We could be about to learn a lot more about how U.S. forces endured the first new bomb threat of the 21st century.
Abu Ghraib and Missing Jails
The Abu Ghraib detainee-abuse scandal was one of the worst strategic debacles in recent U.S. history. Aides to Gen. David Petraeus candidly said it inspired foreign fighters to join the Iraq insurgency.
Only one prison scandal came to light after Abu Ghraib: torture at the Special Ops facility known as “Camp Nama.” But journalists lost visibility into how the United States ran its detention complex in Iraq. Only in 2007, when Petraeus put Maj. Gen. Doug Stone in charge of rehabbing captured insurgents, did any sunlight return.

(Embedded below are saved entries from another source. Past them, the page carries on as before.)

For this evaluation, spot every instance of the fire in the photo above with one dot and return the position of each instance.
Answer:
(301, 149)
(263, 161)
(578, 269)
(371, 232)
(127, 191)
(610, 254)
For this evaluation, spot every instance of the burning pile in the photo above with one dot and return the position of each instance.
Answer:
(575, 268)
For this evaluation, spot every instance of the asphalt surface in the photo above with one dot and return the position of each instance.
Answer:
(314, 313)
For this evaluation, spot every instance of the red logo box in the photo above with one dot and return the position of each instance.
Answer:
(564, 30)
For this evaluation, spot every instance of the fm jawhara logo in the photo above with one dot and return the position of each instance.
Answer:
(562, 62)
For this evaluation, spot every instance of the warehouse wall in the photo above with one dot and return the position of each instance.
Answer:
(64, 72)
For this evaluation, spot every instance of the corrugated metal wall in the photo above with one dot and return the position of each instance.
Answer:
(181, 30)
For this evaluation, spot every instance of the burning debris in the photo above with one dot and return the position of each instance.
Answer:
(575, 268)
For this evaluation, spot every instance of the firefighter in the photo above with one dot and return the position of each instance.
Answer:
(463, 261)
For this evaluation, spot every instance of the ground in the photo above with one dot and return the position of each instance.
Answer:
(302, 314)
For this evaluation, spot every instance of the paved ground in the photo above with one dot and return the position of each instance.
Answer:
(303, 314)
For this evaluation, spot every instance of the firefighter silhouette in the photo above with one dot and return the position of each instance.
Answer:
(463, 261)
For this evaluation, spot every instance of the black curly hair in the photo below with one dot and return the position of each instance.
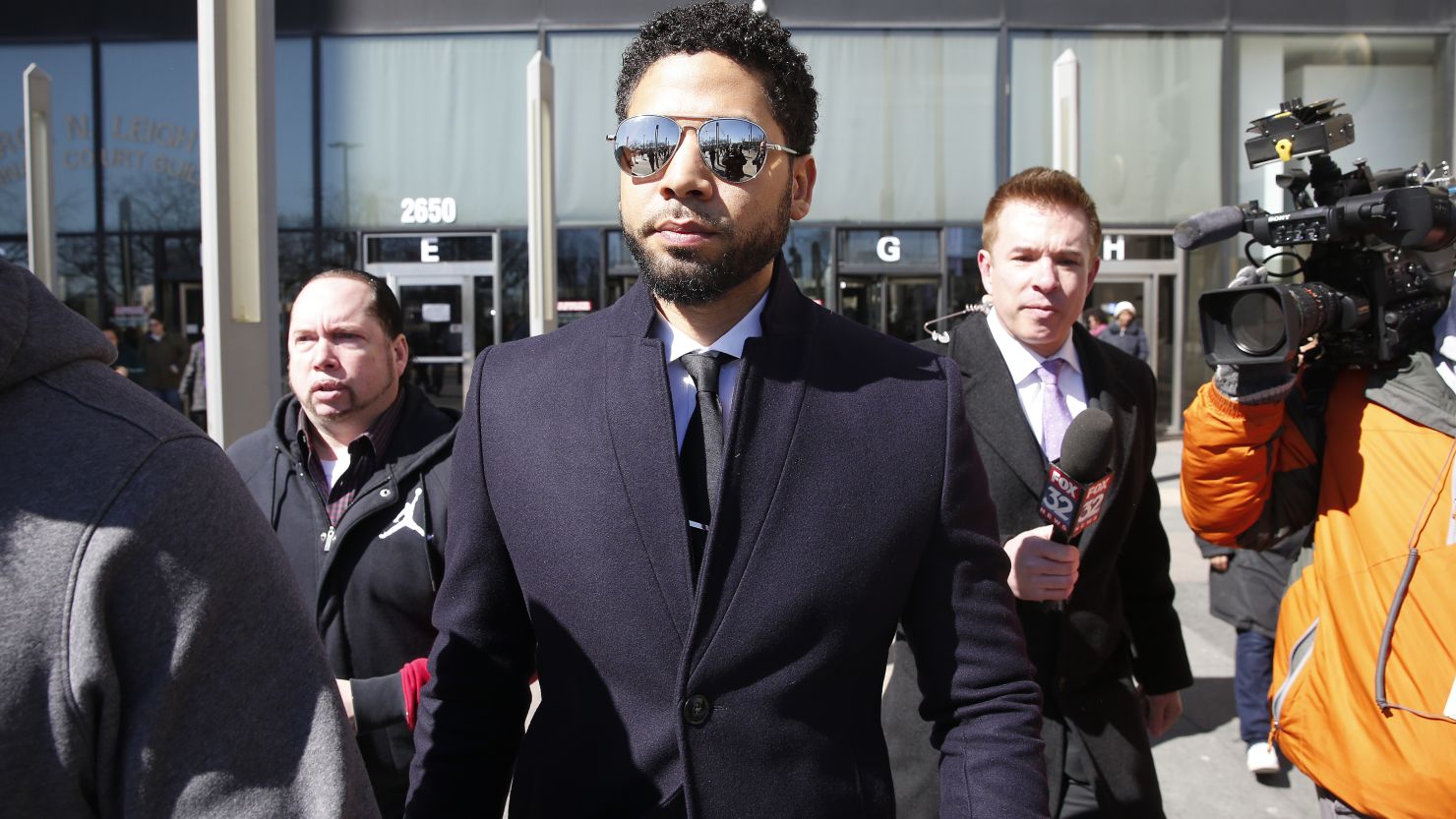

What happened for three years in the U.S. jails where tens of thousands of Iraqis were held?
Lost U.S. Guns
The Government Accountability Office reported in 2007 that the military had simply lost nearly 200,000 AK-47s and pistols it intended for Iraqi soldiers and police. Its documentation was a mess in 2004 and ‘05, when Petraeus ran the training mission. Many of those guns are believed to have made their way to the black market and to insurgents.
The leaks may shed some light on how thousands of guns fell off the back of a truck.
Ethnic Cleansing of Baghdad
Shiite death squads and Sunni insurgents each preyed on the other side’s civilians in 2005 and 2006. More than a million Baghdadis were displaced from their homes in a massive demographic shift between March 2006 and July 2007.
It’s never been clear how much the U.S. military knew about the cleansing. Low-level units watched it happen. And American psychological-operations troops certainly played on the religious splits to win local support.
But Gen. George Casey, then the top general in Iraq and now the Army’s chief of staff, has never answered questions about it. If the logs document the cleansing, he may have to speak up.
Drones
As much as the air war in Iraq became defined by the “Shock and Awe” bombing raids of its opening salvo, from the start there were at least ten types of unmanned planes the United States used for surveillance — from the Marines’ Dragon Eye to the Air Force’s iconic Predator.
But how did they prove their value to soldiers and Marines in Iraq? Gen. Petraeus says drones were crucial to the spring 2008 battle in Sadr City, finding targets for the troops below. And a secret task force used drone-fired missiles to kill bomb-planting insurgents.
What other spy gear was employed? Bob Woodward claims a “secret weapon” helped turned the war’s tide.
Could we see hints of it in the new WikiLeaks?
The Air War And More ‘Collateral Murders’
WikiLeaks makes no apologies for its antiwar agenda. Its Iraq and Afghanistan disclosures are designed to weaken support for both wars.
That’s why we should expect to see a lot more material like its gruesome April video showing an Apache helicopter killing people — including a Reuters photographer — who didn’t threaten its crew. The video suggests that other combat aircraft in the confusing urban environments of Iraq might have also engaged in similar mistargeting.
If there are accounts of civilian casualties from what used to be an intense, violent air war — including, perhaps, hidden military documentation about the so-called “Collateral Murder” incident — WikiLeaks is going to publish them.